THE CASE OF WILLIAM FOSTER.

Letter of Governor John A. Dix to Rev. Stephen H. Tyng, D.D. State of New York, Executive Chamber,

Albany, March 17, 1873.

REVEREND AND DEAR SIR,-I have given to the representations contained in your letter my most earnest attention; and I have carefully examined all the testimony, the official papers, and all the statements which have been made to me in the case of William Foster, who lies under sentence of death for the crime of murder.

In a recent case, not unlike his, I said I was willing to have it understood that circumstances of a very extraordinary nature would be needed to induce me to interpose for the purpose of annulling the deliberate and well-considered determinations of juries and courts.

I find no such circumstances attending the criminal act of Foster, his trial, the verdict, or the decision of the Courts by which the record was reviewed.

The public interest which has been and is still felt in this case, the extraordinary efforts which have been made to procure a commutation of the sentence, the publicity given to these efforts, and the long period of time-now nearly two yearswhich has elapsed since the crime was committed, make it proper for me, before communicating to you my final decision, to state the circumstances and the considerations on which it is founded.

Foster and Putnam, his victim, met in a railroad car in the city of New York.
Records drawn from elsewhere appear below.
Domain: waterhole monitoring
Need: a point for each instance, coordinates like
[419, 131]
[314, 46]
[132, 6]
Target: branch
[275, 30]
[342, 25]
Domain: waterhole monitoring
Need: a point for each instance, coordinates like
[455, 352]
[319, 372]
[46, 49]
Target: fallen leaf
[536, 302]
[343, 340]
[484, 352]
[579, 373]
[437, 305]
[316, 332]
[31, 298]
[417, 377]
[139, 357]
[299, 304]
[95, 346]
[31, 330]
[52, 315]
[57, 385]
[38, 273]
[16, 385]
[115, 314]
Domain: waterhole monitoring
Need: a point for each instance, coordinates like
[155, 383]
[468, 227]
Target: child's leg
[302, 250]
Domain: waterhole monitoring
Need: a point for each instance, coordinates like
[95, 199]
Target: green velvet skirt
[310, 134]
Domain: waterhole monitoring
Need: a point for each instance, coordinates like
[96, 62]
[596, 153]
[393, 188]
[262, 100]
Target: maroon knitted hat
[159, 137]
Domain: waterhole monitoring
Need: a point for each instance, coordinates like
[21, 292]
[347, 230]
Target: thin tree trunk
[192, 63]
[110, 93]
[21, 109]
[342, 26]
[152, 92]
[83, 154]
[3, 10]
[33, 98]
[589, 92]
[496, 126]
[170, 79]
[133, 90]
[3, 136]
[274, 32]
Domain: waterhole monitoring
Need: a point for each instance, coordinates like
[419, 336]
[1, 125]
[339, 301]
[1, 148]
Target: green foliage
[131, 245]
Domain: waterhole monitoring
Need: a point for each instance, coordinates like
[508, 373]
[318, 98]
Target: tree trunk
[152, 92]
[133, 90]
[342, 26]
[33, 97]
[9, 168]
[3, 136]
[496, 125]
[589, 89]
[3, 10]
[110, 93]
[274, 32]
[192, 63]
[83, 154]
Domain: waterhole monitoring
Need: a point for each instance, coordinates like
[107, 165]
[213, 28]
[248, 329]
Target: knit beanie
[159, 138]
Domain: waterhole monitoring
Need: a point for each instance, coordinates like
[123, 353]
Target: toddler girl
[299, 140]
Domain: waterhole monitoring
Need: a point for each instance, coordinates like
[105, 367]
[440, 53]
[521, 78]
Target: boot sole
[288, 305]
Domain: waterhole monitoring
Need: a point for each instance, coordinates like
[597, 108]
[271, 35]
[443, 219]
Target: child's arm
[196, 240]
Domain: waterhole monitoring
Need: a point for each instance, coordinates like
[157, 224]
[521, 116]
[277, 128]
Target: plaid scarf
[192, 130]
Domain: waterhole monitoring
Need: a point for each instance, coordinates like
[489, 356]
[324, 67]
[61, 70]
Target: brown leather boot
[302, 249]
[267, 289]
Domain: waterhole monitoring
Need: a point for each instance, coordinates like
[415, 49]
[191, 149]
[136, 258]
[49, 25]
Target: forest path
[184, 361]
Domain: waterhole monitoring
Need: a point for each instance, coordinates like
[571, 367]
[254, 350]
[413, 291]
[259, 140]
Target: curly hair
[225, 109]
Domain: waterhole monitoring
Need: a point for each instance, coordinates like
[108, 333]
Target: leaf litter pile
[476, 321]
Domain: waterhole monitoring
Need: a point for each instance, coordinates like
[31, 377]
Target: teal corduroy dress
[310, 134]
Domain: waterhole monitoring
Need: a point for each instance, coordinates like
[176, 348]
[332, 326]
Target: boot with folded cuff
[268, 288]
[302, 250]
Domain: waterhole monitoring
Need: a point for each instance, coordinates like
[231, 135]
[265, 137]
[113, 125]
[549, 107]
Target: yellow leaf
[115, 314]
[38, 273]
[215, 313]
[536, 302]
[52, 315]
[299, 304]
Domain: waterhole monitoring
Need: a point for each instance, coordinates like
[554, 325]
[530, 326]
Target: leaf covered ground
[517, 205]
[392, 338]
The latter had two ladies in his charge; and, in consequence of certain annoyances by the former, remonstrated with him on his conduct. It does not appear that Putnam offered him any provocation. Foster, who had been on the front platform, entered the car and sat down by Putnam, asking him several times how far he was going; and when the latter declined to answer and turned away, obviously desiring to avoid a controversy, Foster said, "Well, I am going as far as you go, and before you leave this car I will give you hell."

He then returned to the front platform and asked the driver if he had a car-hook, saying "he would learn him (meaning Putnam) his business when he gets off the car; he would learn him to keep his place." When the car stopped Foster seized the car-hook, telling the driver, who tried to stop him, to "go to hell," walked the whole length of the car on the outside, attacked Putnam, who had just got out, and struck him two blows on the head, one of which was fatal.

They were together after the first conversation between them, while the car was passing from the vicinity of Twenty-ninth Street to Forty-sixth Street, not far from three-fourths of a mile, embracing too long a period of time to ascribe the criminal act to the sudden impulse of passion, or to exclude the presumption of premeditated design. The fatal blow was given with an iron rod, which was proved by the result to be a deadly weapon. It is more than two feet in length, having at one end a double coil of iron, from an inch and a quarter to an inch and a half in circumference, and is capable, in the hands of a man of ordinary strength, without any extraordinary effort, of fracturing the skull at every blow. Foster had been a conductor on one of these street cars; he must have known the capacity for injury of the weapon he deliberately chose, and the jury might rightly presume that he intended to do what he took the most effectual means within his reach to accomplish.

The murder was committed on the 26th of April, 1871; the trial began on the 22d of May ensuing; the verdict was rendered on the 25th, the sentence passed on the 26th, and the 14th of July was fixed for his execution. Early in July application was made for a commutation of the sentence, and on the 6th a writ of error was filed, and a stay of proceedings granted. On the 21st of February, 1872, the judgment was affirmed at the General Term in the city of New York, and the 22d of March was fixed for the execution of the sentence. The application for a commutation was renewed, and was denied by my predecessor on the 4th of March. On the 11th of that month a writ of error to the Court of Appeals, with a stay of proceedings, was granted; and on the 21st of January, 1873, the judgment was affirmed by the last-named tribunal.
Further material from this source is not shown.